Plans overseen by insurers through Medicare Advantage, the private sector alternative to Medicare, the enormous public health program for the nation’s elderly, are coming under criticism for a pattern of “pervasive overcharging.”
Audits by the Centers for Medicare & Medicaid Services of 37 Medicare Advantage plans in 2007 found that many of them overbilled the federal government, often by exaggerating the severity of a patient’s condition.
The audits from nearly a decade ago were only recently made public because of an open records request from the Center for Public Integrity, an investigative reporting organization.
When trying to rein in the cost of traditional Medicare, the focus has been on providers that have been ordering too many tests or recommending unnecessary expensive procedures or medications.
The issue with Medicare Advantage, according to a number of audits, are the insurers overseeing the plans.
The overbilling is tied to the way that Medicare Advantage plans are reimbursed for their services.

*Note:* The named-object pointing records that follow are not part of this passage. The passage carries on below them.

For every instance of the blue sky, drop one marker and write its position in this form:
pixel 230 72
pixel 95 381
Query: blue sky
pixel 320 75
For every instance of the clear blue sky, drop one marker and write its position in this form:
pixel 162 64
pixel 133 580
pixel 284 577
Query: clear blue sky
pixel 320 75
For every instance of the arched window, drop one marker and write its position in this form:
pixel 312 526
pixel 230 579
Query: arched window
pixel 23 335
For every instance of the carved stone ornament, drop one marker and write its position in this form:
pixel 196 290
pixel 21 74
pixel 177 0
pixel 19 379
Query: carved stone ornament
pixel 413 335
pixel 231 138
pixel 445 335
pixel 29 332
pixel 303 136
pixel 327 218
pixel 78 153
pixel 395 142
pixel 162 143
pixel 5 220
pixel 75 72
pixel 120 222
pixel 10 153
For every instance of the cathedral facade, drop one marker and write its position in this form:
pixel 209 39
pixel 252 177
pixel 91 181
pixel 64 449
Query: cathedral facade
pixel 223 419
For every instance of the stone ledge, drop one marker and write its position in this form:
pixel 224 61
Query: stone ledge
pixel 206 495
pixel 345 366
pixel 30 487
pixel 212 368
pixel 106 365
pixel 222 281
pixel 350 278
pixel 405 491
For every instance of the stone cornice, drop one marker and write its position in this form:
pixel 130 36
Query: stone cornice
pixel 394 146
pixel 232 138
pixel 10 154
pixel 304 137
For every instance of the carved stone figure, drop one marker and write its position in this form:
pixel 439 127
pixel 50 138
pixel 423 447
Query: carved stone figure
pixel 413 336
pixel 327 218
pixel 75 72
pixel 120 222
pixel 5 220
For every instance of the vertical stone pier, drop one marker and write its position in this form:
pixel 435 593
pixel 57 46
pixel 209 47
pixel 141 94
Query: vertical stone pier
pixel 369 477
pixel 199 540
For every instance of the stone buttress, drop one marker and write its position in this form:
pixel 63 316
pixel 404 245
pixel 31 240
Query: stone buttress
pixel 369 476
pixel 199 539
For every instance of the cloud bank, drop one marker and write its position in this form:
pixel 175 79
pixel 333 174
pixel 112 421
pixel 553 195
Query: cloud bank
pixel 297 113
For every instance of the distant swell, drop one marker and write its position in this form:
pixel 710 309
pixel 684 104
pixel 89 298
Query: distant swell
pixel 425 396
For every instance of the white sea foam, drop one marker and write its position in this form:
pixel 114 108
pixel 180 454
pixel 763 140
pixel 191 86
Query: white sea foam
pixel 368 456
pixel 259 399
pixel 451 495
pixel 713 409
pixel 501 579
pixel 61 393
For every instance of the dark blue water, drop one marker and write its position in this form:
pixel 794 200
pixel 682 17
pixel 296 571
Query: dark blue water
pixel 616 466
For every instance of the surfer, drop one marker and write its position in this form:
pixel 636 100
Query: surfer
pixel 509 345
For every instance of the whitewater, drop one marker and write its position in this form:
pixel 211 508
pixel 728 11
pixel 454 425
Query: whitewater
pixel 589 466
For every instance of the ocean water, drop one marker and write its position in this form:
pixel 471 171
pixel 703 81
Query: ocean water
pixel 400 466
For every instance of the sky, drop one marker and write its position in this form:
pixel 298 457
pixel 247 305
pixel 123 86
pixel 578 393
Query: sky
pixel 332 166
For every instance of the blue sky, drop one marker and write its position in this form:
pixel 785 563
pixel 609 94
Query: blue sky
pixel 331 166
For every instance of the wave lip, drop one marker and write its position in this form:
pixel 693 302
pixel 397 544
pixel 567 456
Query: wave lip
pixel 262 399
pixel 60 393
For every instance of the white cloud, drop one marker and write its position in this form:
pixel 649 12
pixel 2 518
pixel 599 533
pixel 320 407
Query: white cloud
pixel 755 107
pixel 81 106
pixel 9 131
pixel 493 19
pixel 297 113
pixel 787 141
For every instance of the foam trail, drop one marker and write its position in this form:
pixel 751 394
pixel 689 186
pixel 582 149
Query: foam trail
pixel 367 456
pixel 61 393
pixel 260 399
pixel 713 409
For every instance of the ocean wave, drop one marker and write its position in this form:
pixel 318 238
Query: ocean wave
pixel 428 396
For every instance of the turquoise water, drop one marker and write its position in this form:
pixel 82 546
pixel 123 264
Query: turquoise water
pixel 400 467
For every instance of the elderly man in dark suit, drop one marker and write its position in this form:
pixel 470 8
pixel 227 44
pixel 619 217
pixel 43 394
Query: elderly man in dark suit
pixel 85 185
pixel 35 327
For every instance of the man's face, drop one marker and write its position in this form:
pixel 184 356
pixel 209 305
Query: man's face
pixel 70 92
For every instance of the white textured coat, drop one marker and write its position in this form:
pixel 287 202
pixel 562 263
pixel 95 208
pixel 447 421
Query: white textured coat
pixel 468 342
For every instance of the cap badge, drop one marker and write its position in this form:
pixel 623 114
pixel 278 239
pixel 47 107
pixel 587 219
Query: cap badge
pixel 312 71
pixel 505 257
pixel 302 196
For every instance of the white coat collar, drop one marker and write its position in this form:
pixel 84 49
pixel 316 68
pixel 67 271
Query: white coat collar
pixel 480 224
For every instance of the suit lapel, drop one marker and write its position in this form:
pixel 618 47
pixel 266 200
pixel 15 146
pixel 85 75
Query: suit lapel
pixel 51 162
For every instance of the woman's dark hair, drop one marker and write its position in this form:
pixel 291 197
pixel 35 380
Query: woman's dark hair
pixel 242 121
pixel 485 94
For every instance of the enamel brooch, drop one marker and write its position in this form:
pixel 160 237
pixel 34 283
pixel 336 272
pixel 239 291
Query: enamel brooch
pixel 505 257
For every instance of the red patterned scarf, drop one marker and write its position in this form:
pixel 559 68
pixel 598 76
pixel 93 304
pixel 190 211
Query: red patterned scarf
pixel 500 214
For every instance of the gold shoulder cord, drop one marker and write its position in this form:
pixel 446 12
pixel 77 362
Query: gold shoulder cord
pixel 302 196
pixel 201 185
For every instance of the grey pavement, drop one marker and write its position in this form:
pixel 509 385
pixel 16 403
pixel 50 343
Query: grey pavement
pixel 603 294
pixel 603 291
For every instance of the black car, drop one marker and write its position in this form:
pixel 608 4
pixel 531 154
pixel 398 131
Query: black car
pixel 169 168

Unlike the traditional fee-for-service model, the amount Medicare Advantage plans are paid is based on the patient’s “risk score.” The sicker the patient, the higher the reimbursement.
Overstating a patient’s sickness may be an even easier (and less costly) way for insurers or providers to bilk the federal government for money than ordering up unnecessary tests, since the latter does in fact cost the provider.
Insurers overbilled by at least $2,000 for at least 3,500 patients in 2007, when Medicare Advantage was still relatively new. For 150 patients, the overbilling was over $10,000.
Nine years later, however, some of the insurers are still in the midst of disputing the findings of that audit. Some have refunded the feds for their alleged overcharges.
The two health plans that were not identified as culprits — Group Health Plan Cooperative and Kaiser Foundation Health Plan of California — are both nonprofits in the Golden State.
While there is not much publicly-available data on the issue of overbilling or “upcoding” more recently, a report by the Government Accountability Office earlier this year warned that it remained a serious issue.
"We think that CMS has a lot of work to do," James Cosgrove, the head of the GAO's health care division, told NPR.